As European governments rush to cut budget deficits with draconian austerity measures, experts are warning that the fallout could mean a shutdown in Europe’s tentative economic recovery.
They say that spending cuts and tax increases at a time when many businesses and consumers are still suffering the effects of the global economic crisis could dampen consumption, hampering output across Europe.
And their warnings are beginning to gain credence on international markets, with investors in recent days voicing worries about the combined effect of withdrawing fiscal stimulus and belt-tightening in Europe.
Leading the criticism is Nobel-winning economist Joseph Stiglitz, a former chief economist at the World Bank who now advises several governments and has warned against what he terms the “deficit fetishism” of the cost-cutters.
In an interview with French newspaper Le Monde this month, Stiglitz said that Europe “is facing disaster if it continues along this path.”
He advocated instead the establishment of a “solidarity fund for stability” that would aid European countries that find themselves in financial trouble.

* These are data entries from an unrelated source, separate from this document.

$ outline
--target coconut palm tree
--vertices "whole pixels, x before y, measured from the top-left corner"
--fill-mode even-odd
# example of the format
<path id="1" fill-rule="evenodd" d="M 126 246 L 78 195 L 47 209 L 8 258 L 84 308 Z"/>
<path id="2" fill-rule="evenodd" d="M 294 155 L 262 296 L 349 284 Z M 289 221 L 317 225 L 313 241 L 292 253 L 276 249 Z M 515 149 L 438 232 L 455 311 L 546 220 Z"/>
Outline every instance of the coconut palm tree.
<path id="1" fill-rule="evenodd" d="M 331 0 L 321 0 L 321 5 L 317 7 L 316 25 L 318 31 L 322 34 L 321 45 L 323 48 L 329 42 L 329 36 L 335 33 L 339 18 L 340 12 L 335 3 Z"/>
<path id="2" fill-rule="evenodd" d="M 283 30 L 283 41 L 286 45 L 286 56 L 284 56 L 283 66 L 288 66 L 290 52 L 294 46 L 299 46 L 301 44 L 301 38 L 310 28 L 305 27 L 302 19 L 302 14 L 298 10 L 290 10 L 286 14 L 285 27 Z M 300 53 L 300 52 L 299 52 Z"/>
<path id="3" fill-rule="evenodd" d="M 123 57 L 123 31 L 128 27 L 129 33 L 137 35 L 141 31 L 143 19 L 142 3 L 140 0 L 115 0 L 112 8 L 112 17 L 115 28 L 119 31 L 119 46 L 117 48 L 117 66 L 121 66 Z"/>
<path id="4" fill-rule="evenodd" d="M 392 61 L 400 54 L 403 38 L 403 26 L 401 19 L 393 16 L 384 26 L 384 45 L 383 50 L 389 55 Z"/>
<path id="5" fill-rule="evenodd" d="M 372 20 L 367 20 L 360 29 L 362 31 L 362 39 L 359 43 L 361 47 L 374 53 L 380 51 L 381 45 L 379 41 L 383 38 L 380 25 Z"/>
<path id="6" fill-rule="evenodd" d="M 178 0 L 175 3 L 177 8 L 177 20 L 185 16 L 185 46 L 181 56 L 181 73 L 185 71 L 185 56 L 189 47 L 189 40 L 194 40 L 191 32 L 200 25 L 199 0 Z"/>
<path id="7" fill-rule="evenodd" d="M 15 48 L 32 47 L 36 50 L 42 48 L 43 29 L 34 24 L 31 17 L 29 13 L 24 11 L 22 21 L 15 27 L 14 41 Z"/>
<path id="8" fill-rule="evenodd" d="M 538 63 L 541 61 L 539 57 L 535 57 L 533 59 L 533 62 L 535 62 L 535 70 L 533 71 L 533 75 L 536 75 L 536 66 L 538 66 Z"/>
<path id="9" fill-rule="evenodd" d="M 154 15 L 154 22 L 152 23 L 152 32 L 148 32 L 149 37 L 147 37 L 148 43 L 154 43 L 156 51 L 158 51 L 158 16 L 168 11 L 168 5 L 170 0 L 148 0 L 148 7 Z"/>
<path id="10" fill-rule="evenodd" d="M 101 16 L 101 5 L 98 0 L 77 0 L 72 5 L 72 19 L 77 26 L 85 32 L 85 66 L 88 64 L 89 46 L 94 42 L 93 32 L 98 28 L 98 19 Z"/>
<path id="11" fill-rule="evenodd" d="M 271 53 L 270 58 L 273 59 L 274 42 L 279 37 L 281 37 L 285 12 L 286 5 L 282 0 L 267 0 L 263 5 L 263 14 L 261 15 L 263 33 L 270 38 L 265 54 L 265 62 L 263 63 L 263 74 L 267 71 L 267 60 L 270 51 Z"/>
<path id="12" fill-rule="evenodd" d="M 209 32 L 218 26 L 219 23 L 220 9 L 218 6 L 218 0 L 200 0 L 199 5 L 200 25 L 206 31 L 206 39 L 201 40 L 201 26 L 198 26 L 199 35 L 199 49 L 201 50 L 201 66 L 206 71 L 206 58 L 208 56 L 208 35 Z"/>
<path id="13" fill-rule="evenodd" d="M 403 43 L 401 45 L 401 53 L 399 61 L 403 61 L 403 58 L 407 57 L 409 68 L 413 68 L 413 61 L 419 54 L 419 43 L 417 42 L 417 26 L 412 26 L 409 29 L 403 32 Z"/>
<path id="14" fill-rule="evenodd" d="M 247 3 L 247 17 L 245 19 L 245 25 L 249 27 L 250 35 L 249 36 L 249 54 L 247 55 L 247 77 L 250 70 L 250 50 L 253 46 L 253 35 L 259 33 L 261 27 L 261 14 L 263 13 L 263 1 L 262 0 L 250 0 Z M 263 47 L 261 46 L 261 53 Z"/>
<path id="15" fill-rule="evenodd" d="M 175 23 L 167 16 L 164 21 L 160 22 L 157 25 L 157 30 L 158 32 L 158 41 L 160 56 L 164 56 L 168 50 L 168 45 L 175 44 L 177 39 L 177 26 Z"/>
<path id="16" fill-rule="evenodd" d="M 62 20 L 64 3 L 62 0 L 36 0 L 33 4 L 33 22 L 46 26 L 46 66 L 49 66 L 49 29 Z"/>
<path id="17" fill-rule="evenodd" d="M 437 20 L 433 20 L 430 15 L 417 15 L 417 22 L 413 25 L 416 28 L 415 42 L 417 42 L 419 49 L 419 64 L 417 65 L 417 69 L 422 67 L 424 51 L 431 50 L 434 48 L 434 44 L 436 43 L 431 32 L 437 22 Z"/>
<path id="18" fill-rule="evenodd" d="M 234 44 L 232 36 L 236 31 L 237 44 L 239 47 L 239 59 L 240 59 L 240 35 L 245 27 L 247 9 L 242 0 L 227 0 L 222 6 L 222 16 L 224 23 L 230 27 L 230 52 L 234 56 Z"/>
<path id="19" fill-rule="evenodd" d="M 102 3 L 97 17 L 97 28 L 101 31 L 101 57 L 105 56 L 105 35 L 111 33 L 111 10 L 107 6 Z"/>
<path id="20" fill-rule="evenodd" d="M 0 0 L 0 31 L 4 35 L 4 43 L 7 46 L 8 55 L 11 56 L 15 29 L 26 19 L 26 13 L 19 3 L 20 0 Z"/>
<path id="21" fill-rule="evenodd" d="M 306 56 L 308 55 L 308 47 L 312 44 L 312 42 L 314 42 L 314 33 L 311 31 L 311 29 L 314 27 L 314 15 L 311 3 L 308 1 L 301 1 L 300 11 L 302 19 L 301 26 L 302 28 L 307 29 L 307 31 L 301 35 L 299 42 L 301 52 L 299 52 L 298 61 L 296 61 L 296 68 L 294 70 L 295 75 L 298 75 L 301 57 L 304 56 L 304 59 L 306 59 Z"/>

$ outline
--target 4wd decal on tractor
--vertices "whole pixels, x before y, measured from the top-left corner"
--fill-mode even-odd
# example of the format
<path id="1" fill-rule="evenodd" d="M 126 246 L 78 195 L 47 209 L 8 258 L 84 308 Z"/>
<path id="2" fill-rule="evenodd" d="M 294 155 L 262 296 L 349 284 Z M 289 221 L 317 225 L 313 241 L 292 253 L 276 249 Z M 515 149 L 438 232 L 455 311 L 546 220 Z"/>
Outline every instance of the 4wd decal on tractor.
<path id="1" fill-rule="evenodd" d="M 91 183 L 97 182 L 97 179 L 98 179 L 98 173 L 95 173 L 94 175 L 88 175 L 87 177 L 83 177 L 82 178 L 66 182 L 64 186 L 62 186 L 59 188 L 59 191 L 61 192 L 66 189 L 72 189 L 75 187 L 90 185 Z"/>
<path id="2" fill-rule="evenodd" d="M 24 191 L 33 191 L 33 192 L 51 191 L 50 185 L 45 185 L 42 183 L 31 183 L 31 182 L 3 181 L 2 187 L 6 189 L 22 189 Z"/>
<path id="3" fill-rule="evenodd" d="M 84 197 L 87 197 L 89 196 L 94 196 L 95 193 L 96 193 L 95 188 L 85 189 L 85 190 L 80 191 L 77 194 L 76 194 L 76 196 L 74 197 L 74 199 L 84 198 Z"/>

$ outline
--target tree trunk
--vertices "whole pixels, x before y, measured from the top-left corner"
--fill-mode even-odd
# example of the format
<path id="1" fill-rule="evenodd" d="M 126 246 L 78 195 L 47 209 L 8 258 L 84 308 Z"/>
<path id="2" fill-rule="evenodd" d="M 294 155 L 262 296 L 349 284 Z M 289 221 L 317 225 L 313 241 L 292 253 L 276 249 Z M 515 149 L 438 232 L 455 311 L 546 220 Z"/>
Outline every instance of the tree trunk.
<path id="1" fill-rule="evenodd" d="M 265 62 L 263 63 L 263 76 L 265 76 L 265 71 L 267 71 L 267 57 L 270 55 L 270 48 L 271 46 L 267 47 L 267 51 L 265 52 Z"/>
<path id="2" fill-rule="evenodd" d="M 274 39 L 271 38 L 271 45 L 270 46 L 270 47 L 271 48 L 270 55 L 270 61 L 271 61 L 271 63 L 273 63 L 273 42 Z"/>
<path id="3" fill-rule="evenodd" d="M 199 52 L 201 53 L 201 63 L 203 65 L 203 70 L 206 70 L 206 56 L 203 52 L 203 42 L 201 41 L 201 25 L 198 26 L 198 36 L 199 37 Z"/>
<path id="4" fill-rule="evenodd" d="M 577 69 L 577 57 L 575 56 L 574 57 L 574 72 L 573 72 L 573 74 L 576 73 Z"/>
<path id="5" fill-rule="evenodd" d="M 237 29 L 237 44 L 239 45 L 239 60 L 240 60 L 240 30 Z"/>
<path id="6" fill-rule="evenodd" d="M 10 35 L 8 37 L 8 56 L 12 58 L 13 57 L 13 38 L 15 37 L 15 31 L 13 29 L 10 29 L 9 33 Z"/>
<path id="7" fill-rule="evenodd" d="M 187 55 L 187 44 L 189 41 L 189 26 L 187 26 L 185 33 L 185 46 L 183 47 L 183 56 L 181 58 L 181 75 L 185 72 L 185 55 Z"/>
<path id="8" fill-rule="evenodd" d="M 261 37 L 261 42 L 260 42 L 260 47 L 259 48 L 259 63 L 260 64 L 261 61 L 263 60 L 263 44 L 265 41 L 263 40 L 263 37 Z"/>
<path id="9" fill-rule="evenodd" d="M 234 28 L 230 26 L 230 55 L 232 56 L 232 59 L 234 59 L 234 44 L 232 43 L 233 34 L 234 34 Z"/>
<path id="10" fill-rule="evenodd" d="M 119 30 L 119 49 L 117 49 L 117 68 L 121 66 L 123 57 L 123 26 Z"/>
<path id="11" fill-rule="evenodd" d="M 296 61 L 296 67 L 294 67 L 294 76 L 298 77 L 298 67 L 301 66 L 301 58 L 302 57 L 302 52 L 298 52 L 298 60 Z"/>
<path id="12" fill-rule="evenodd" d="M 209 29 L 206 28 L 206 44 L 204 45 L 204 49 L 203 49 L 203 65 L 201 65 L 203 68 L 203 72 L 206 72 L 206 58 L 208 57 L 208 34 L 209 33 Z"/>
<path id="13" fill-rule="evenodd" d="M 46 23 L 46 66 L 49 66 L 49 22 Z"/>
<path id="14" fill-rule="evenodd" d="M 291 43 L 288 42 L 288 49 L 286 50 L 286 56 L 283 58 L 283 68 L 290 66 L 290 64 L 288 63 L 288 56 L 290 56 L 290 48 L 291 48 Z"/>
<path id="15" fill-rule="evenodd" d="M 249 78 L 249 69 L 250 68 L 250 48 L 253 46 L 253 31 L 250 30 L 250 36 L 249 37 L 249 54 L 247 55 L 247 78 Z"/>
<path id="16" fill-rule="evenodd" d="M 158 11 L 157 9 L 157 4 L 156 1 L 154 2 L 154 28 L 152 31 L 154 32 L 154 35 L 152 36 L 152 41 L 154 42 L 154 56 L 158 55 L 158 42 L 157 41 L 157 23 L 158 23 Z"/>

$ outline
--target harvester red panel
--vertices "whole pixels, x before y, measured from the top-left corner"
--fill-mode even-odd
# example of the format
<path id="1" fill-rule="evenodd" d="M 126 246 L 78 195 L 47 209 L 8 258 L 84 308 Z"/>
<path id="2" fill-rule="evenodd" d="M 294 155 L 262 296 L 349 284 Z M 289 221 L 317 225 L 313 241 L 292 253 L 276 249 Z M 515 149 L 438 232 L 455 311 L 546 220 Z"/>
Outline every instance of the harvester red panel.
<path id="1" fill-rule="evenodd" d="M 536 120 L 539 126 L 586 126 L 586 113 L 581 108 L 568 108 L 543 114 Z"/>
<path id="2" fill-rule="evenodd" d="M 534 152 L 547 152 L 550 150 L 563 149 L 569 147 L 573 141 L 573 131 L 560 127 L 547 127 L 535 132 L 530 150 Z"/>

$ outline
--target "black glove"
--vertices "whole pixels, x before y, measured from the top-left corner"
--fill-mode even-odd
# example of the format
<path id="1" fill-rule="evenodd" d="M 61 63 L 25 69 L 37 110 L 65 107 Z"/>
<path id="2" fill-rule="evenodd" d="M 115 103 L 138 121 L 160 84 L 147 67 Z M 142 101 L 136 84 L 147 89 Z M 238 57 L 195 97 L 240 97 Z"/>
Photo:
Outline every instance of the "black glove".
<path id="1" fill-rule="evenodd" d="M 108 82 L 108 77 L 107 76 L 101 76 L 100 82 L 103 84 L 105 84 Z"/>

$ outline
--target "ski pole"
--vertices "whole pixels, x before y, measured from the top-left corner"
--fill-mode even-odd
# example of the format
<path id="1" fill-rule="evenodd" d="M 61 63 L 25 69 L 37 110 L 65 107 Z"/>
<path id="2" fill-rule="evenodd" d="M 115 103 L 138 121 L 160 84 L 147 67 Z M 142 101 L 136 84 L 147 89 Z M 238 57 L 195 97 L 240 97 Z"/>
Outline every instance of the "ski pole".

“Europe needs solidarity, empathy. Not an austerity that is going to push up unemployment and lead to a depression,” he said, adding that Europe should be more like the US where individual states help each other.
Even the IMF — long seen as a bastion of fiscal conservatism — has been warning against going overboard with spending cuts.
The IMF’s chief economist, Olivier Blanchard, has said there is “a risk ... of austerity zeal in some countries under pressure from the markets.”
After Greece’s near-bank-ruptcy threatened to engulf world financial markets earlier this year, other European economies have rushed in recent days to put forward often controversial plans for getting their public finances in order.
Governments from left to right have announced draconian austerity action from top to bottom, varying from ministerial pay to unemployment benefits.
Italy, Portugal and Spain have been the main countries to have followed suit and the French government has announced it is planning to raise the official retirement age from 60 — a move that sparked major public protests this week.
Britain’s new coalition government has also announced a first round of 7.2 billion euros (US$9 billion) in cuts.
“The austerity plans are so tough that if they are implemented simultaneously across Europe, the impact on growth not only in Europe but also in the rest of the world could be a major brake on the recovery,” said Laurence Boone, an analyst from British bank Barclays Capital.
Governments are clearly beginning to take heed of the warnings, however.
On Friday, trade and finance ministers from the Organization for Economic Cooperation and Development (OECD), a grouping of 35 developed-world countries, said they were committed to cutting their deficits without hurting growth.
“It is important to develop credible and transparent medium-term fiscal consolidation plans,” the OECD ministers said after a meeting in Paris.
“We will implement them in ways that do not jeopardize growth,” they said.